NOT TRUE. Lead was added to all sorts of finishes including varnish. Not typically to the same level as lead paint, and not to all clear finishes, but it was done enough that you just can't categorically rule it out.

The only way it would pose an issue to your kids, is if they were to gnaw on the PAINTED structures and chew down to bare wood.
Or, if they were to create PAINT CHIPS and then EAT them.
NOT TRUE. Although ingesting lead paint chips is one of the fastest ways to get to a dangerous level of lead poisoning, the most common way that kids get lead in their system is from dust and from rubbing up against lead contaminated surfaces like trim painted with lead paint.

As long as the paint is solid, and there is no cracking, peeling or chipping, there is no danger to you or your children.
NOT TRUE. The lead rubs off. It becomes dust. The dust gets on their hands and in their food.

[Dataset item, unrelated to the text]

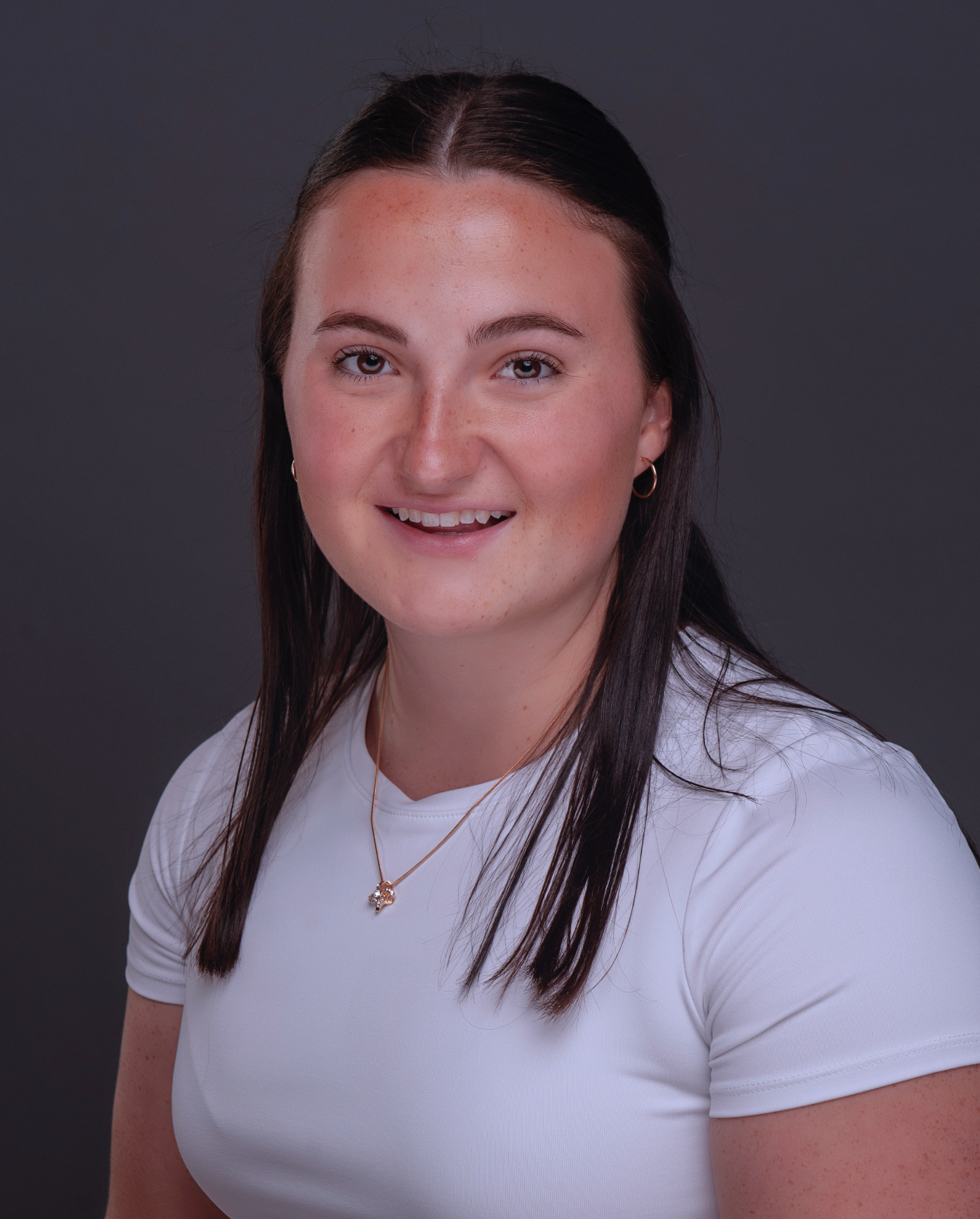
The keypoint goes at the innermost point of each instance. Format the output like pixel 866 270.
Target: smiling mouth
pixel 469 521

If you choose to sand any painted surface, just wipe it down with damp rags and then dispose of them. DO NOT LET YOUR CHILDREN SUCK ON THE RAGS.
BAD ADVICE. Sanding lead painted surfaces without the proper RRP lead protocol will get lead dust all over the place.

Also, vacuum up any dust and then dispose of the bag if your vacuum uses one.
INADEQUATE. Vacuuming lead dust will spew a lot of it out the back of the vacuum unless it's a HEPA filtered vacuum. Most are not.

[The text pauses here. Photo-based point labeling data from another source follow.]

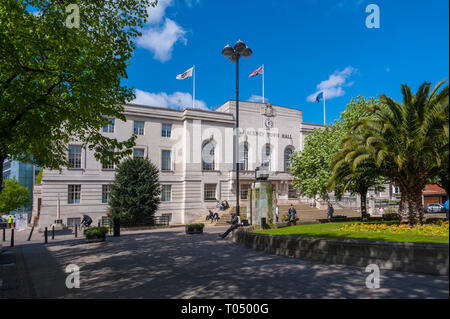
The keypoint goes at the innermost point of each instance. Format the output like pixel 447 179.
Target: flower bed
pixel 438 228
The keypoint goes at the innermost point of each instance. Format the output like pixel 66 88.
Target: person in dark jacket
pixel 234 224
pixel 210 216
pixel 292 213
pixel 87 221
pixel 330 211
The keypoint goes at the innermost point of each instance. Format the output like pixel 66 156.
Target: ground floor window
pixel 106 190
pixel 166 193
pixel 244 191
pixel 73 194
pixel 168 215
pixel 105 221
pixel 292 193
pixel 73 221
pixel 209 192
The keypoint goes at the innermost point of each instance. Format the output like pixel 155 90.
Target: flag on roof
pixel 319 96
pixel 186 74
pixel 259 70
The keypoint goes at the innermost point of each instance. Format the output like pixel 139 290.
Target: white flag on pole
pixel 186 74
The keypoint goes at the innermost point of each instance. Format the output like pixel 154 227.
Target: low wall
pixel 426 258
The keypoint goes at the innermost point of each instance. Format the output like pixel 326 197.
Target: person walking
pixel 292 213
pixel 330 211
pixel 10 222
pixel 234 224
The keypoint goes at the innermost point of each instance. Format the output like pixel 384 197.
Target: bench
pixel 292 221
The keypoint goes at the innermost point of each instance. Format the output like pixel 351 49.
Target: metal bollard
pixel 31 233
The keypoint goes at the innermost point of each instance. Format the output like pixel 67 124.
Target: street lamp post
pixel 234 54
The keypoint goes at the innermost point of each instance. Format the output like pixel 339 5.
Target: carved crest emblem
pixel 268 110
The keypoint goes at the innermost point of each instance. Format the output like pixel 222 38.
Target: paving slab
pixel 167 263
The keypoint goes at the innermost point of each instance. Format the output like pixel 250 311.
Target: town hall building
pixel 193 149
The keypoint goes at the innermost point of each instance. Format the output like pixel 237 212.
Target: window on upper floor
pixel 166 130
pixel 109 128
pixel 74 156
pixel 73 194
pixel 166 161
pixel 138 153
pixel 166 193
pixel 138 127
pixel 208 156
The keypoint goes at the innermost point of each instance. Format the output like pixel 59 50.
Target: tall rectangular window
pixel 138 153
pixel 106 190
pixel 166 130
pixel 73 194
pixel 244 191
pixel 74 156
pixel 292 192
pixel 109 164
pixel 166 193
pixel 166 164
pixel 209 192
pixel 138 127
pixel 109 128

If your are at all concerned, buy a LEAD TEST KIT and test your painted surfaces.
FINALLY SOME GOOD ADVICE!!

As for painting your stained and varnished trim white, go ahead and scuff sand them, put a good primer on them and then paint them with a good quality paint.
NOPE. Although the real exposure might be minimal, it's not worth the risk to sand a lead painted surface. Painting over the trim to encapsulate the lead (if it's there) will be beneficial.

But, to allay any of your fears, unless your painted surfaces are in such a poor state that they are peeling, cracking or chipping, or if your children suffer from a medical condition called "PICA" I wouldn't worry about LEAD PAINT.
OVERSIMPLIFYING. Lead is a real hazard. It's a cumulative condition too, so that just a teensy bit today, and a teensy bit tomorrow and the next day can all add up to real lead exposure. But that doesn't mean we all need to flee from any building that was built after 1978. We just need to take precautions. First of all, assess if there is any lead present in the finishes.
A house built 1960-1980 has a 25% chance of having lead paint.
A house built 1940-1960 has a 70% chance of having lead paint.
A house built before 1940 has a 90% chance of having lead paint.
Do the test. It's pretty easy and cheap.
If there is lead paint present, there are ways to mitigate and/or minimize the exposure. The EPA has guidelines for it. Look up RRP and lead and you'll find the resources.